The fact that Cassandra can see into the future, and has to suffer twice
because of her ‘gift’, is an allegoric statement showing how history repeats
itself. People might be able to see what
is coming, but do nothing about it. The people who seem to not be a part of the
myth have little effect on the myth. The war in Vietnam was built on a myth. At
the time, the cold war was in full swing. America wanted to stop the spread of
Communism. When France needed some help,
the Americans fueled their continued colonial occupation. This at first glance should be confusing,
since America should have opposed colonial activity since its very history
revolves around being free from being a colony. Yet, by just giving France
money, America is not actually yet firing any shots. This is what the Proxy
wars were, a bunch of financing between China, Russia, Britain, and
America. Then the great myth of democracy
versus communism was built up this way. The hero myth was also used. France was the needy, and America finally
shrugged on the mantle of hero, wading in to save the day. The only problem is that it did not work out
as intended, and the myth was broken.
The Gulf war is yet another myth driven act. By making people believe that there is a
great evil, terrorism, and the imminent invasion of countries like Israel, who
actually boasts one of the most deadly militaries in the world, and Kuwait,
then having America come in to help is nothing less than the call of the hero
again. When the myth starts to falter a
bit, then weapons of mass destruction were brought into the mix. After that, then the war on terrorism began.

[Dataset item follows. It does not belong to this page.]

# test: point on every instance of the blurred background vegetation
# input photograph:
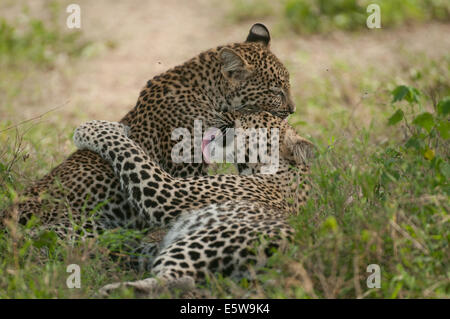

In war-time, people don’t think, they react. The reaction that the people in
power want to foster is not irrational, and more importantly, it is
emotional. Much like Cassandra
throughout the text, finds that her people keep changing rituals to fit the new
needs. No longer were the ancients venerated, the rituals had to serve a
purpose, not a memory. This was more
allegory towards the rituals of everyday people, such as learning history
became bogged down with propaganda, so in effect the ancestors who made history
were no longer the focus, rather it shifted the rituals of learning to be
grounded in the everyday propaganda to attune people to the new signs in the
new myths.
In the end, Cassandra was right, “Dear one. You did not
say that it would not happen to you. Or that I could protect you from it. You knew as well as I did that we have no
chance against a time that needs heroes.” (Wolf 138). Cassandra is saying that
living a life of just reaction instead of reflection will bring only a cyclical
doom, just like what she sees. This is
why she is accepting of death, because at least she won’t have to keep seeing
the cycle repeated. Wolf’s Cassandra and Silko’s Ceremony both attempted to break the
myth of the hero, because really, we don’t stand a chance against times that
needs heroes.
Works Cited
Birnbaum, Norman. "Remembering Christa Wolf
." The Nation December 2011. Web.
Silko, Leslie Marmon. Ceremony. New York:
Penguin Classics, 2006. Print.
Wolf, Christa. Cassandra: A Novel and Four Essays.
New York: Farrar, Straus and Giroux, Inc., 1999. Print.